Page 532 - 1-4_2
P. 532
Amasya Tarihi 1-4. Cilt Hüseyin Hüsâmeddîn YASAR
Hüseyin Hüsâmeddîn YASAR
Ancak Göksun yaylağı muhârebesinde bozulup kaçan Kara Sa'îd, ma'iyyetinde olan on
binden ziyâde eşkıyâ ile Amasya kalesini elde ederek tahassün etmek istedi. Kalenderoğlu
Mehmed Paşa da başındaki haşerâtıyla Karahisâr-ı Şarkî kal'asına tahassün etmeğe koşdu.
1017 senesi rebî'ulâhirinde Kara Sa'îd, Amasya'yı her tarafdan [375] sardı. Darbzen
toplarla döğmeğe başladı. Fakat Amasya a'yânı olan mîrlivâ Alî, alaybeyi Murâd, kal'a dizdârı
Memî, zu'amâdan Mustafa ve İskender Beyler'le sipâhîlerden Topçu Mehmed, Cebecioğlu
Mehmed, Köse Mehmed, Haydar, Velî ve yeniçerilerden Çakaloğlu Hüseyin, Kara Hasan,
Lâdikli Kurd, Karabulutoğlu Ahmed Ağalar ve sâ'ir efendiler fevkalâde müdâfa'a etdiler.
Amasyalılar'ın fedâkârâne gayreti, Sivaslı Kara Sa'îd'i ve ma'iyyetindeki eşkıyâyı âdetâ
çıldırtıyordu. Çünkü kendilerini ta'kîb eden Serdâr Murâd Paşa, Çorum'a gelip çadır kurmuşdu.
Serdârın şiddetine ve paşaların kuvvetine karşı koyacak metîn bir yerden mahrûm oluyorlardı.
Kara Sa'îd, Amasya'yı zabt ve tahassün etmekden me'yûs olarak 1017 senesi
cumadelûlâsının evâ'ilinde Amasya havâlîsinde icrâ-yı şekâvete koyuldu. Mezâlim ve hasârâtın
envâ'ını yapıyor, her tarafı harâb ediyordu.
Ancak Amasya kadısı Mustafa Efendi erbâb-ı hamiyyetle beraber olup müdâfa'aya
ikdâm etdiği hâlde Amasya müftüsü Mahmûd Efendi denâ'et-i tab' ve cehline binâ'en
Amasya'yı Kara Sa'îd'e teslîm için uğraşıp birtakım sâde-dilânı iğfâl eylediğinden 1017
cumadelûlâsında azl edilip Köse Ahmed Efendi ikinci def'a Amasya müftüsü ve Sultâniyye
müderrisi oldu.
Serdâr Murâd Paşa, Çorum ovasında kaldığı müddet zarfında o taraflarda icrâ-yı
şekâvet eden Çorum beyi Murâd Çavuşoğlu Alî, Beyşehrî beyi Emîrşâh Beyler'i ve İskilib
eşkıyâsını i'dâm ederek kalkıp [376] cumadelûlâsının yirmisinde Sivas'a geldi.
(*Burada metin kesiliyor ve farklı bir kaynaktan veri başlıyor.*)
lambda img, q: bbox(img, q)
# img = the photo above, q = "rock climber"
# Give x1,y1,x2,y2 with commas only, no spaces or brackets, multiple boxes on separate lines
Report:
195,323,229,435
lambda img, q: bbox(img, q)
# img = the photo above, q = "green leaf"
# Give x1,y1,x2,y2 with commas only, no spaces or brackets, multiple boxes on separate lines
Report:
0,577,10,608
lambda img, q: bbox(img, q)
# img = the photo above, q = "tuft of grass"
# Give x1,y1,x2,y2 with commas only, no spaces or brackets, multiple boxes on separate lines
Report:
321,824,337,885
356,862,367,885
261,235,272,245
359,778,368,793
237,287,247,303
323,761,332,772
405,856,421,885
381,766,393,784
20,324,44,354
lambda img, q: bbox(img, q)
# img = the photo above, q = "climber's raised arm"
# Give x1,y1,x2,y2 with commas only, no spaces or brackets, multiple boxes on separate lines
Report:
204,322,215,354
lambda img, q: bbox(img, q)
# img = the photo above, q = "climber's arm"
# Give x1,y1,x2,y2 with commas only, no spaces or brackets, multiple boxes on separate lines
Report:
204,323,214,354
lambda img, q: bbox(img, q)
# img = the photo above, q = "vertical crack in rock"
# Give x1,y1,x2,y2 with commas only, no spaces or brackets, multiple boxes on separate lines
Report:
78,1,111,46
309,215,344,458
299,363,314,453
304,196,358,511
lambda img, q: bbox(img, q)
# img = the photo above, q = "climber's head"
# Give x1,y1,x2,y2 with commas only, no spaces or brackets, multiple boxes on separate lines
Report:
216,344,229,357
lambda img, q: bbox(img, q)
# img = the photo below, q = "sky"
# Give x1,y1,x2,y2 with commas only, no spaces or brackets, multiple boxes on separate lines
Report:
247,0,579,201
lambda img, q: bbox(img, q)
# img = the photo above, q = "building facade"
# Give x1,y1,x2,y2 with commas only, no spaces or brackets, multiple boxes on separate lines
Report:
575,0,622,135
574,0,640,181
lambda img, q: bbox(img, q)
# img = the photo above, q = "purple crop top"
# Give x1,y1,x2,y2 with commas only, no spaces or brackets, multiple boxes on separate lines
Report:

Üç gün kadar eğlenip Haleb beylerbeyi Hüseyin Paşa'yı ser-asker nasb ve ma'iyyetine
Sivas beylerbeyi Canikli Osmân Paşa, Malatya mutasarrıfı Karakaş Ahmed Paşa, Kastamonu
beylerbeyi Tekeli Mehmed Paşa ve Kefe'den ma'zûl Mehmed Paşa kuvvetlerini terfîk ederek
Kara Sa'îd üzerine gönderdi. Kendisi de Kalenderoğlu üzerine gitdi.
Hüseyin Paşa, Amasya sancağına girdiği anda Amasya müdâfi'leri kendisine iltihâk
eylediğinden kuvvetlerini iki kola ayırdı. Canikli Osmân Paşa kolunu şarka me'mûr etdi.
Kendisi garba doğru yürüdü. Bütün eşkıyâ paşaların önlerinden kaçıp Kara Sa'îd'e iltihâk
ediyorlardı.
Hüseyin Paşa, Amasya sancağını güzel bir tarama hareketiyle bütün eşkıyâyı Merzifon
ovasına topladı. Canikli Osmân Paşa kolu Lâdik'den kalkıp Merzifon ovasına geldiği gibi
Hüseyin Paşa kolu da Gümüş havâlîsine gelip Kara Sa'îd'i burada buldu.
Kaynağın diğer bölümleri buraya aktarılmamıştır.